Jack Lew’s first act once he becomes U.S. Treasury secretary will be to tell a lie.
On Day One as Timothy Geithner’s successor, Lew is bound to say “I support a strong dollar” to reassure markets that there will be no change in long-standing U.S. policy. Nothing could be further from the truth, though, as the yen trades at 2 1/2-year lows and the world considers a response to Japan’s blitz on money markets.
Get ready for the Currency Wars 2.0. In a world in which growth is harder to come by, policy making verges on becoming a zero-sum game. Officials in the U.S. and China were caught flatfooted by how quickly Japanese Prime Minister Shinzo Abe turned the tables in currency markets with a few vague pledges of change. Rest assured that some big responses are on the way.
“Japan has restarted the currency war by its open policy goal of a weaker yen, which has surprised everyone by its success,” says Simon Grose-Hodge, head of investment strategy for South Asia at LGT Group in Singapore. “No country wants to be priced out of an already challenging export environment.”
Take China’s incoming President Xi Jinping, who is walking into a positively treacherous situation in Beijing. He must act fast to rein in corruption, grapple with an unruly local media and tackle the pollution that obscures the sun and threatens public health. The last thing Xi needs is a plunge in exports as exchange rates move against him. The same goes for South Korean President-elect Park Geun Hye. Expect policy makers throughout Asia to act, too.
Benigno Aquino, the president of the Philippines, says his government may borrow dollars onshore to temper the peso’s strength. Thai Finance Minister Kittiratt Na-Ranong is getting an earful from exporters and says he’s reviewing policy changes. The sense of urgency is rising as Akira Amari, Japan’s economic minister, joins the Bank of Japan in a campaign to accelerate the yen’s decline.
European officials are none too happy, as evidenced by Luxembourg Prime Minister Jean-Claude Juncker calling the euro “dangerously high.” It’s a reminder of how bizarre the region’s crisis has been. Although Europe has endured a triumvirate of debacles -- debt, banking and politics -- the euro hasn’t been a source of trouble. That is, unless you consider how fallout from the yen might hurt exports. Swiss and Russian officials also are sounding the alarm.

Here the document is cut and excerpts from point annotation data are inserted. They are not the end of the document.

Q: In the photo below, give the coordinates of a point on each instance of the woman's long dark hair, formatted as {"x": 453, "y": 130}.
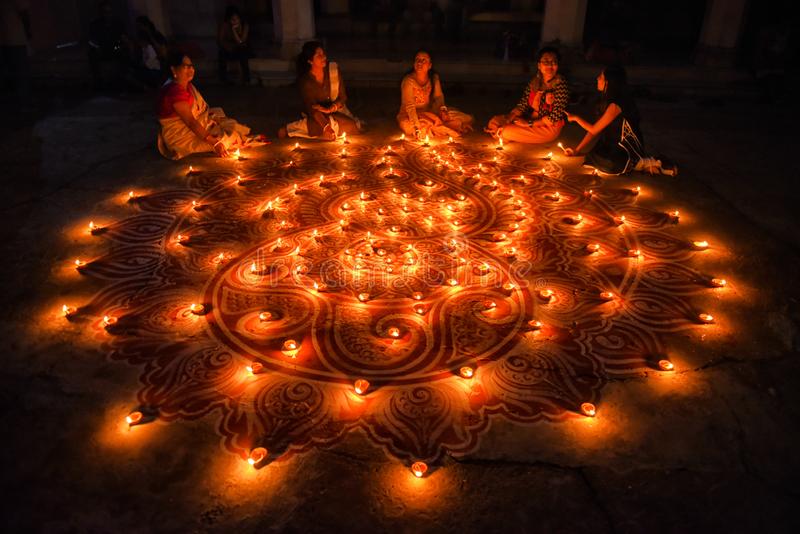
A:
{"x": 305, "y": 55}
{"x": 617, "y": 90}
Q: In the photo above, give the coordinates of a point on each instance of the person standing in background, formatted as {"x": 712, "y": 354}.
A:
{"x": 232, "y": 39}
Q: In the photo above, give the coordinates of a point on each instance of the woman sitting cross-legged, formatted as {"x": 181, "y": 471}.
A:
{"x": 540, "y": 114}
{"x": 422, "y": 110}
{"x": 620, "y": 145}
{"x": 325, "y": 113}
{"x": 188, "y": 125}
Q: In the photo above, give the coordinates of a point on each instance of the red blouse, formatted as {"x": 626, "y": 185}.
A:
{"x": 171, "y": 93}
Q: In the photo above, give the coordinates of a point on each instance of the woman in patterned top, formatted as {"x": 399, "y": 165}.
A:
{"x": 620, "y": 145}
{"x": 422, "y": 110}
{"x": 540, "y": 113}
{"x": 324, "y": 98}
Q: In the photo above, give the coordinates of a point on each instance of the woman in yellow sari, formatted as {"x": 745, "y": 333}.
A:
{"x": 422, "y": 110}
{"x": 188, "y": 125}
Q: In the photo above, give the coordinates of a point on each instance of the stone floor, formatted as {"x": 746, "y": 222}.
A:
{"x": 711, "y": 446}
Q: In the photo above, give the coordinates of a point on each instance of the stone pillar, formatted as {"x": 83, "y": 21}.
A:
{"x": 563, "y": 22}
{"x": 294, "y": 24}
{"x": 719, "y": 37}
{"x": 155, "y": 10}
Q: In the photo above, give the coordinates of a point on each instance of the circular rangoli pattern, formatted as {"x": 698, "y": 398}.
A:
{"x": 409, "y": 267}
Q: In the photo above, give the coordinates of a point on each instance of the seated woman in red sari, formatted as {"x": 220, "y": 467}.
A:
{"x": 620, "y": 146}
{"x": 322, "y": 90}
{"x": 540, "y": 114}
{"x": 188, "y": 125}
{"x": 422, "y": 110}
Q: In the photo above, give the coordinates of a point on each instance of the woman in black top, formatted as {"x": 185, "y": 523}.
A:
{"x": 620, "y": 145}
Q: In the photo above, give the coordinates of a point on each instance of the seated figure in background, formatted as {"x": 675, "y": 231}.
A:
{"x": 322, "y": 91}
{"x": 188, "y": 125}
{"x": 540, "y": 114}
{"x": 620, "y": 145}
{"x": 422, "y": 110}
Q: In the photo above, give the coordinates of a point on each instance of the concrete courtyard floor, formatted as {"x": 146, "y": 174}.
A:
{"x": 712, "y": 446}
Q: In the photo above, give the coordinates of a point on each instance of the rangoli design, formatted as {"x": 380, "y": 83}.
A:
{"x": 454, "y": 282}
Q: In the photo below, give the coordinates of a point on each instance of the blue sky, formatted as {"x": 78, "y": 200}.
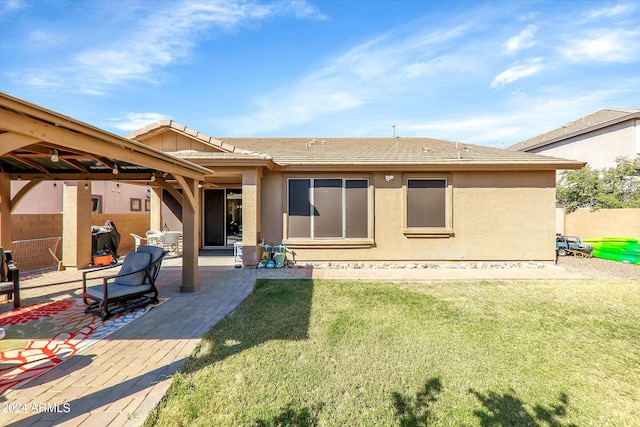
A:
{"x": 484, "y": 72}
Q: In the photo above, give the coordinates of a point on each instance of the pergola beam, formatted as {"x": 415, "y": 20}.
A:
{"x": 119, "y": 149}
{"x": 10, "y": 141}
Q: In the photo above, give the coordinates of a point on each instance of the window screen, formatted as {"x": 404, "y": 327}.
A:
{"x": 299, "y": 208}
{"x": 333, "y": 208}
{"x": 426, "y": 203}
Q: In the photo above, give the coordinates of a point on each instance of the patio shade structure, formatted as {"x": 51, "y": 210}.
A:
{"x": 39, "y": 145}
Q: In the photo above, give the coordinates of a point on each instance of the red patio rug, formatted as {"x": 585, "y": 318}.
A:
{"x": 42, "y": 336}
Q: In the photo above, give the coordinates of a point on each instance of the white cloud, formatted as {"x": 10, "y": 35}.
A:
{"x": 609, "y": 12}
{"x": 163, "y": 38}
{"x": 516, "y": 72}
{"x": 135, "y": 121}
{"x": 604, "y": 46}
{"x": 524, "y": 40}
{"x": 369, "y": 72}
{"x": 522, "y": 118}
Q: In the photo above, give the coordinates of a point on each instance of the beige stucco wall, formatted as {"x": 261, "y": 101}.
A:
{"x": 603, "y": 223}
{"x": 507, "y": 216}
{"x": 45, "y": 198}
{"x": 599, "y": 148}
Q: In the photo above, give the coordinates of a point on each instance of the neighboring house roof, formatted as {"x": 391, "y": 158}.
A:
{"x": 359, "y": 153}
{"x": 592, "y": 122}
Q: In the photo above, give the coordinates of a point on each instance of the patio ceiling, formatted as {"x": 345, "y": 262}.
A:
{"x": 31, "y": 137}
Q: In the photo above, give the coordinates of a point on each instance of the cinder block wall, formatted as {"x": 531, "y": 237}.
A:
{"x": 603, "y": 223}
{"x": 37, "y": 226}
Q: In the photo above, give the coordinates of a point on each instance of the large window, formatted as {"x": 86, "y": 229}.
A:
{"x": 328, "y": 208}
{"x": 427, "y": 205}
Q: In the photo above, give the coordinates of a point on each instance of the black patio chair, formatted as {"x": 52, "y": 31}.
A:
{"x": 134, "y": 286}
{"x": 9, "y": 278}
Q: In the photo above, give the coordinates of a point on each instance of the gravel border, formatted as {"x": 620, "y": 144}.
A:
{"x": 600, "y": 269}
{"x": 596, "y": 268}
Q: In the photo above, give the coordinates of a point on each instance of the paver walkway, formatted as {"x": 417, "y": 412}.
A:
{"x": 118, "y": 380}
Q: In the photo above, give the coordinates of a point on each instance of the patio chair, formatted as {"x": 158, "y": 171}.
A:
{"x": 134, "y": 285}
{"x": 9, "y": 278}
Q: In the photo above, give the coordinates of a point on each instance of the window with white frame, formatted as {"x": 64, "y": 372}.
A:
{"x": 427, "y": 203}
{"x": 328, "y": 208}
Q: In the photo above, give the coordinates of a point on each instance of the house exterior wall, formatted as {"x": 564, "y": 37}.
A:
{"x": 44, "y": 198}
{"x": 506, "y": 216}
{"x": 599, "y": 148}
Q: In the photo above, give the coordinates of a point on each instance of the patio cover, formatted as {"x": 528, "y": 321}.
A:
{"x": 30, "y": 139}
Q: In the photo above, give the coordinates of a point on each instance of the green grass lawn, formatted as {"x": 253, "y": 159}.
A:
{"x": 306, "y": 353}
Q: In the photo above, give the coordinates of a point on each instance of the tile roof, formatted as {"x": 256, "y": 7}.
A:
{"x": 597, "y": 120}
{"x": 385, "y": 152}
{"x": 352, "y": 152}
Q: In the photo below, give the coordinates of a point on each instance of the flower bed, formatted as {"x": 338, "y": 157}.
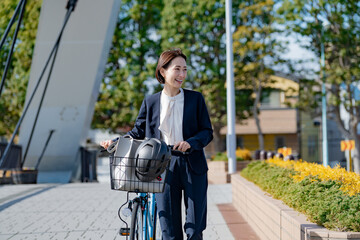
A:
{"x": 329, "y": 198}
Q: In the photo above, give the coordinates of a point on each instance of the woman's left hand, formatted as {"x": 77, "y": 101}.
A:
{"x": 182, "y": 146}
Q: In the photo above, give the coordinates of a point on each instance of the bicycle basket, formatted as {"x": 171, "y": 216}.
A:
{"x": 123, "y": 176}
{"x": 127, "y": 166}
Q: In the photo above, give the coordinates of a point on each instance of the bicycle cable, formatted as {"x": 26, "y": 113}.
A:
{"x": 119, "y": 211}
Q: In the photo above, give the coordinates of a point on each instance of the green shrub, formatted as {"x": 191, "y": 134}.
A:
{"x": 321, "y": 201}
{"x": 241, "y": 155}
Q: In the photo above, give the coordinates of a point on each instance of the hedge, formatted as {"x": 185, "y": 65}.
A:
{"x": 322, "y": 201}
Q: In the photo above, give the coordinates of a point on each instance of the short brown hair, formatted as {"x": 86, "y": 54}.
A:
{"x": 164, "y": 61}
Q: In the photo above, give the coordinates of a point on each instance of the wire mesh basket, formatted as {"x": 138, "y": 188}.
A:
{"x": 124, "y": 175}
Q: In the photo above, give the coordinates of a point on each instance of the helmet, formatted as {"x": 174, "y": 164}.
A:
{"x": 152, "y": 157}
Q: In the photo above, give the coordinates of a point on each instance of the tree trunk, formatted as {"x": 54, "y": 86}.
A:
{"x": 355, "y": 157}
{"x": 257, "y": 91}
{"x": 217, "y": 141}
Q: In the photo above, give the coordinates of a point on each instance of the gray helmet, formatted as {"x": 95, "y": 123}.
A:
{"x": 152, "y": 158}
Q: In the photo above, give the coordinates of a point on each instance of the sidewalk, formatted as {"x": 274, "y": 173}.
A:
{"x": 87, "y": 211}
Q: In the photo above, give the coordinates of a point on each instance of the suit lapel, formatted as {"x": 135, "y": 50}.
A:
{"x": 185, "y": 113}
{"x": 157, "y": 115}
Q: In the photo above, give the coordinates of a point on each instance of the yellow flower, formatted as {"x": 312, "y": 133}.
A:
{"x": 349, "y": 181}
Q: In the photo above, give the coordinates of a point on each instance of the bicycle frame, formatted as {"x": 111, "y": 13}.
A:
{"x": 148, "y": 204}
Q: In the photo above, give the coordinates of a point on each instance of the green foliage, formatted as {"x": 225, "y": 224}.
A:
{"x": 131, "y": 65}
{"x": 13, "y": 96}
{"x": 222, "y": 156}
{"x": 341, "y": 40}
{"x": 322, "y": 202}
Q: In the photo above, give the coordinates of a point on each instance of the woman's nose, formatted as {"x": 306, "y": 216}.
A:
{"x": 182, "y": 73}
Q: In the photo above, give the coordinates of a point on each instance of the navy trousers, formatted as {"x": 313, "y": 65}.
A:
{"x": 181, "y": 179}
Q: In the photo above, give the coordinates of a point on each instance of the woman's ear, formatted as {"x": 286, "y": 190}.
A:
{"x": 162, "y": 72}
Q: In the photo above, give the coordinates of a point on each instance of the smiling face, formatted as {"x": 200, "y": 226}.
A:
{"x": 174, "y": 74}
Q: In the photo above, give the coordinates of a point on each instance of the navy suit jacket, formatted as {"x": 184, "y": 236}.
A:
{"x": 197, "y": 129}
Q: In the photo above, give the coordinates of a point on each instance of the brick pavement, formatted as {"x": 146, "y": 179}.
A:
{"x": 81, "y": 211}
{"x": 84, "y": 211}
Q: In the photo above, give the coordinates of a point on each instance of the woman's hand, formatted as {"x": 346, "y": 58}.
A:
{"x": 182, "y": 146}
{"x": 105, "y": 144}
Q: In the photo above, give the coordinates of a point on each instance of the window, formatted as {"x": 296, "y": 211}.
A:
{"x": 312, "y": 145}
{"x": 271, "y": 99}
{"x": 279, "y": 142}
{"x": 239, "y": 142}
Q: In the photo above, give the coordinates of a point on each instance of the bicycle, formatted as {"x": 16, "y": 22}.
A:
{"x": 128, "y": 178}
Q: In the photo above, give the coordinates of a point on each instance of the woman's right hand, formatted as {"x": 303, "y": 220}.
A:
{"x": 105, "y": 144}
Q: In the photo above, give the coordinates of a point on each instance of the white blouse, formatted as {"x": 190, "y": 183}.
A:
{"x": 171, "y": 117}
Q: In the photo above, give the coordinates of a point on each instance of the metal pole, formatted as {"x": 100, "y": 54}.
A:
{"x": 230, "y": 91}
{"x": 323, "y": 101}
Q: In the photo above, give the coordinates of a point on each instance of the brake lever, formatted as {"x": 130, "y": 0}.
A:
{"x": 187, "y": 152}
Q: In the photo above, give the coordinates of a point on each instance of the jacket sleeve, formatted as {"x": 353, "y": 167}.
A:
{"x": 138, "y": 132}
{"x": 205, "y": 134}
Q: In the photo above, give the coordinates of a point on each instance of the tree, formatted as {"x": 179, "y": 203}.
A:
{"x": 131, "y": 64}
{"x": 257, "y": 47}
{"x": 13, "y": 96}
{"x": 342, "y": 53}
{"x": 198, "y": 28}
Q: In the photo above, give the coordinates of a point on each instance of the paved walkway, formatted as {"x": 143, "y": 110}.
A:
{"x": 86, "y": 211}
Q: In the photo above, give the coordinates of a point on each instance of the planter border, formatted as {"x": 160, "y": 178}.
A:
{"x": 271, "y": 219}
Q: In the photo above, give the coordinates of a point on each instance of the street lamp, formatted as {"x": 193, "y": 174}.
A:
{"x": 230, "y": 92}
{"x": 323, "y": 99}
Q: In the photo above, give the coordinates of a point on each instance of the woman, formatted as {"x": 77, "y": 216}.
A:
{"x": 180, "y": 118}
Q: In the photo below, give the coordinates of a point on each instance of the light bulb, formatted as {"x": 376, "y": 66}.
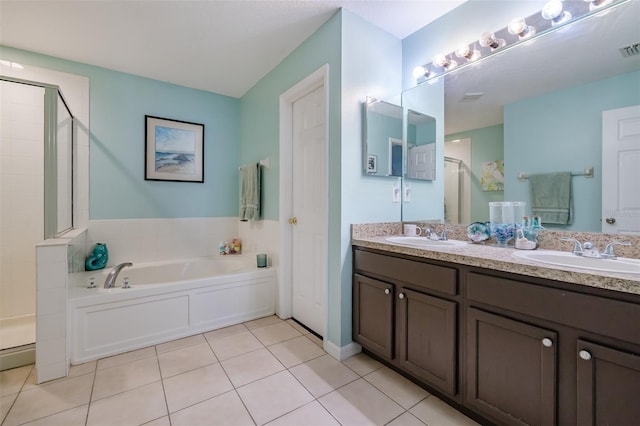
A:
{"x": 442, "y": 61}
{"x": 489, "y": 39}
{"x": 597, "y": 4}
{"x": 465, "y": 51}
{"x": 553, "y": 12}
{"x": 420, "y": 72}
{"x": 519, "y": 27}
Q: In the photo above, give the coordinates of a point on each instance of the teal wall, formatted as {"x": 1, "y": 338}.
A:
{"x": 118, "y": 104}
{"x": 487, "y": 144}
{"x": 371, "y": 66}
{"x": 562, "y": 131}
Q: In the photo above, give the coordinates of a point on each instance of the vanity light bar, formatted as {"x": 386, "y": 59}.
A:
{"x": 553, "y": 16}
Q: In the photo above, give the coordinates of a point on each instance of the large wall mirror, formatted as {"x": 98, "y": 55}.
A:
{"x": 533, "y": 109}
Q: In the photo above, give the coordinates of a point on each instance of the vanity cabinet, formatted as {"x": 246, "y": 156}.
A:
{"x": 373, "y": 320}
{"x": 511, "y": 369}
{"x": 608, "y": 384}
{"x": 427, "y": 332}
{"x": 400, "y": 315}
{"x": 512, "y": 349}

The U.S. is wary, as well. A key goal for President Barack Obama’s second term is to resurrect the nation’s manufacturing sector. Nothing would help that process more than a weaker dollar, and the Federal Reserve’s ever-expanding balance sheet may limit the currency’s gains.
Japan can’t expect to sustain the yen’s decline for long unless the Group of Seven nations backs it. The strength of the Japanese currency, after all, was always more about the dollar and the euro being less appealing in relative terms than the yen. And now, as optimists seek Japanese assets amid hopes that Abe will end deflation, you have to figure that a yen rebound is inevitable.
That’s why traders are looking for a material change in Japanese policy. Will they get it? Buying more foreign debt might help, but the purchases would have to be huge to matter. Japan would need to add significantly to its $1.2 trillion stockpile of currency reserves, something officials in Tokyo may be reluctant to do. Abe could try his hand at capital controls, but that could unnerve markets and boost government-bond yields.
Abe has managed to change the calculus in global markets. Historians of past currency conflicts probably shouldn’t draw any lessons from the 15 months before March 2004, when Japan spent 35.2 trillion yen ($391 billion) -- more than Taiwan’s annual gross domestic product -- in a failed attempt to weaken the yen. Abe has been more effective without spending a single yen to intervene in markets. Hence concerns about the huge currency battles in store for 2013.
Ignore the official line that governments know better. The idea of mutually assured destruction, once confined to nuclear annihilation, applies to currency markets too. Just consider International Monetary Fund Managing Director Christine Lagarde, who last week said the threat of retaliation should forestall new conflicts over competitive devaluations.
That sure sounds like wishful thinking. Earlier this month, Japanese Finance Minister Taro Aso took umbrage at overseas complaints over the course Japan is steering. Other countries have “no right to lecture” officials in Tokyo, he said. One measure of rising tension: the jump in central-bank chatter about exchange rates since Japan’s leadership change last month.
The other risk is a surge in volatility. Such beggar-thy-neighbor policies can work when a few economies pursue them. The year ahead will see everyone simultaneously looking to export their way out of trouble. At best, this global race to the bottom will fail; at worst, it will lead to market swings that sap confidence and stifle growth.
If Lew really is sincere about wanting a strong dollar, he will surely get it while everyone else heads the other way.
(William Pesek is a Bloomberg View columnist. The opinions expressed are his own.)